Mi sveglio alle 10.00, mi alzo non troppo convinta e mi guardo allo specchio: decisamente non ho più l’età per fare le 05.00 della mattina. O, meglio, per fare le 05.00 della mattina e farmi bastare 5 ore di sonno.
Ieri sera sono stata bene. La temperatura ed il vento teso hanno tenuto lontano lo sciame di persone che solitamente rende invivibile il golfo di S. Margherita durante i week end estivi. Accoccolata nel mio maglione oversize ho bevuto il mio porto rosso ignorando le chiacchiere facete della combriccola di cui facevo immotivatamente parte e prestando orecchio al rumore della risacca nervosa del mare.
Concentrata sul nulla percepivo ad intermittenza qualche pensiero pericoloso, come un’eco di sirene, provenire da lontano.
Tra qualche settimana si gira la boa dei 30. Un invito troppo goloso per non fare bilanci.
No, non li scrivo qui. Sarebbe un penoso stillicidio di recriminazioni, di disfatte, di astinenze più o meno coatte.

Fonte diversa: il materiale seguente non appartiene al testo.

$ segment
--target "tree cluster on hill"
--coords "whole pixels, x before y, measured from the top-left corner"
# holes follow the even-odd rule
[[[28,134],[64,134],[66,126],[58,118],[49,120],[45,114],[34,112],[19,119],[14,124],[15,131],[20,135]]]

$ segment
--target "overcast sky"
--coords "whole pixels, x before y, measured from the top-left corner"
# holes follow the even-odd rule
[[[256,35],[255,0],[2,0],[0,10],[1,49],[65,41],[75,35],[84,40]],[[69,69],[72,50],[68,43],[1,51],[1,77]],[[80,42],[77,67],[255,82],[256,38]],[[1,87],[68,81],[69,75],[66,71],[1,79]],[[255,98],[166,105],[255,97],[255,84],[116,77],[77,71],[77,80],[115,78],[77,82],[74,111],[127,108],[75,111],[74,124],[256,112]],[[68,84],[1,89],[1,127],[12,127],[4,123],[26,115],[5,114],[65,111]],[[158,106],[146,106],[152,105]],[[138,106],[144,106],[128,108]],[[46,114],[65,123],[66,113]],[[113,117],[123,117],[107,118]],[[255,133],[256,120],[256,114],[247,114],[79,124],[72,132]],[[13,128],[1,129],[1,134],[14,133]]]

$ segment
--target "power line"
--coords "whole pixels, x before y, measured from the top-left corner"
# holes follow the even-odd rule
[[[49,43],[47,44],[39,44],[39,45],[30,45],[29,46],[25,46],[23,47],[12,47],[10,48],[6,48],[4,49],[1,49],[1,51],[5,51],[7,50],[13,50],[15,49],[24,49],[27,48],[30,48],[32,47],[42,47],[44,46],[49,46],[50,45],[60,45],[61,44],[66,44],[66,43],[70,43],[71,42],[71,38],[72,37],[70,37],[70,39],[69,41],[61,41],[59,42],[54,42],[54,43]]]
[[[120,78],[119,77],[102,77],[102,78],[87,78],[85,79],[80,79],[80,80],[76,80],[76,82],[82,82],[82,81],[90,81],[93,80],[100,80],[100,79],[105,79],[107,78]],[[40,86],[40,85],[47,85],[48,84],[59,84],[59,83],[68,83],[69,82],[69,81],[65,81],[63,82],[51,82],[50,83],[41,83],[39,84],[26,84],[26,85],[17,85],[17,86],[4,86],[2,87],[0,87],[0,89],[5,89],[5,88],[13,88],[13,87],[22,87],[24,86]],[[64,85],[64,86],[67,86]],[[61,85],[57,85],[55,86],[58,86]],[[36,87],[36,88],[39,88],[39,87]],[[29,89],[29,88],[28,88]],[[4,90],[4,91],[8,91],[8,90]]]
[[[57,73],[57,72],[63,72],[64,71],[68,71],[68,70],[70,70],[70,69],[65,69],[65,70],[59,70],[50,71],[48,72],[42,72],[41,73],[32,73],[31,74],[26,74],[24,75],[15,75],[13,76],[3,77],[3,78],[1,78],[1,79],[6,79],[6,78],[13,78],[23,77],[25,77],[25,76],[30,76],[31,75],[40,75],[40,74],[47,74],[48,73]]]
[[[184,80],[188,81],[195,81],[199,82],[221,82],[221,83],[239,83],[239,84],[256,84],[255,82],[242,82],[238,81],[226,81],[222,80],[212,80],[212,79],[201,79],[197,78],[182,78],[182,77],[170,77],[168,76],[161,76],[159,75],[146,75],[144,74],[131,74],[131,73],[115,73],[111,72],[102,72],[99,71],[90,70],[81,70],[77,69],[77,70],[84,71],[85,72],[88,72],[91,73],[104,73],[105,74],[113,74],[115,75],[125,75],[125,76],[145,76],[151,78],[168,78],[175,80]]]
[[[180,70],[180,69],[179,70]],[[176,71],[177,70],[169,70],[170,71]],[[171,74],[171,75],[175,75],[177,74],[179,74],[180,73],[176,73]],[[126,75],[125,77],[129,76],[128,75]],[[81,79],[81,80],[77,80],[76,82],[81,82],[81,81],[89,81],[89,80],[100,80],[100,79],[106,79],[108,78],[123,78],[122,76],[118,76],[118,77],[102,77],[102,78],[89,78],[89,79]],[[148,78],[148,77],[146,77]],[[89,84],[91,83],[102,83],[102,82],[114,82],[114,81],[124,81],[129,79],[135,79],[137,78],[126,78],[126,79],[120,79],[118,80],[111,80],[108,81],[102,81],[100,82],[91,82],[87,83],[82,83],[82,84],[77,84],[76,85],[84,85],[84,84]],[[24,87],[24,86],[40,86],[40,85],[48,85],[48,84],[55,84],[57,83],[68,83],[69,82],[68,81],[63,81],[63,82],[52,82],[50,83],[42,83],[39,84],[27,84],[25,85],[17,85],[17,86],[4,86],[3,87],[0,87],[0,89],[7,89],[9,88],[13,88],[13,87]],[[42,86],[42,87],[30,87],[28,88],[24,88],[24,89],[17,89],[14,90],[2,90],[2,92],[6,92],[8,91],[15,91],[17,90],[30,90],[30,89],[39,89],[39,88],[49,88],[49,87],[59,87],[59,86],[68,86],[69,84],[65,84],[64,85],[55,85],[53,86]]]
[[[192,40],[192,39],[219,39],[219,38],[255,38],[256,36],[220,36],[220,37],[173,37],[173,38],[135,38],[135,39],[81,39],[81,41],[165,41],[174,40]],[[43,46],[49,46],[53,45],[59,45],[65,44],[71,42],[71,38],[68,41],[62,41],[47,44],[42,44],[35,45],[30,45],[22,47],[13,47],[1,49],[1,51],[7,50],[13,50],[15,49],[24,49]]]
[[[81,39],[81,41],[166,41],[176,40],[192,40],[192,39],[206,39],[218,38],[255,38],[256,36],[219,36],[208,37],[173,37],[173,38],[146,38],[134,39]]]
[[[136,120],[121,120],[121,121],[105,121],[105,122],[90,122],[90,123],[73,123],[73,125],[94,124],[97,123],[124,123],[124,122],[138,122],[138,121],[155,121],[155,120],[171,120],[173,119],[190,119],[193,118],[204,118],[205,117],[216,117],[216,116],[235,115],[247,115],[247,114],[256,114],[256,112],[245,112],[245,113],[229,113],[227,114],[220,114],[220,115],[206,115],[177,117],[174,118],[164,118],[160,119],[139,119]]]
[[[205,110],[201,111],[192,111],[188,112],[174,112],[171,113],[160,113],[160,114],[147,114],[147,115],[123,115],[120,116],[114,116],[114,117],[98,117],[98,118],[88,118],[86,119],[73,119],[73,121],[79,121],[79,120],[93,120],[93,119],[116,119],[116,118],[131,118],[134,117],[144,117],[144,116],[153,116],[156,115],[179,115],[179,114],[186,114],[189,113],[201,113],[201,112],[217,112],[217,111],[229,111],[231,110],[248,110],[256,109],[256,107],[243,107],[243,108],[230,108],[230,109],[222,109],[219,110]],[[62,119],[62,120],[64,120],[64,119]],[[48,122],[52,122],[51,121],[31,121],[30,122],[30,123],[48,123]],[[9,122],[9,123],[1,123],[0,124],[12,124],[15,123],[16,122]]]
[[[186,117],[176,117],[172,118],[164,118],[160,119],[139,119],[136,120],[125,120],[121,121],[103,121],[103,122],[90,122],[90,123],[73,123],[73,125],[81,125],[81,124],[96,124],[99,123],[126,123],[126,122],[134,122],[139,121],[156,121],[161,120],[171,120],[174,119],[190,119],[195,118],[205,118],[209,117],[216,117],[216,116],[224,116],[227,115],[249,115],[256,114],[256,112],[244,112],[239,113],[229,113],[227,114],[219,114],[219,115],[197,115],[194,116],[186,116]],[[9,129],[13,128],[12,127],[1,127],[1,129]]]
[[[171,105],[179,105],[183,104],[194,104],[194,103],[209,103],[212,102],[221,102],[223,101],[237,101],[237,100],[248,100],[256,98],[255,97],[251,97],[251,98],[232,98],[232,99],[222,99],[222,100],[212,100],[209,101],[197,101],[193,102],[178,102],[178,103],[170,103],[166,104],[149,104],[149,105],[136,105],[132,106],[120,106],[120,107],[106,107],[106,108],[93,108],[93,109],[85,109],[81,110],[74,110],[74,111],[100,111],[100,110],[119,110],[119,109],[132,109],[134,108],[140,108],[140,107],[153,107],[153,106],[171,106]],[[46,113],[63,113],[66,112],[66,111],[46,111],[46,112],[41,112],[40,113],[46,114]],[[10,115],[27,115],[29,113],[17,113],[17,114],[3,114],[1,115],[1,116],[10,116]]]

Ho sentito, però, montarmi dentro un bruciante desiderio di passione, di quella vera.
Quella che abdica al controllo, alla prudenza, al raziocinio.
Che ti risucchia nella sua spirale e ti fa perdere l’equilibrio e la voglia di ritrovarlo.

Non sono sicura che sia il meglio che possa capitarmi ma di certo è ciò che desidero di più.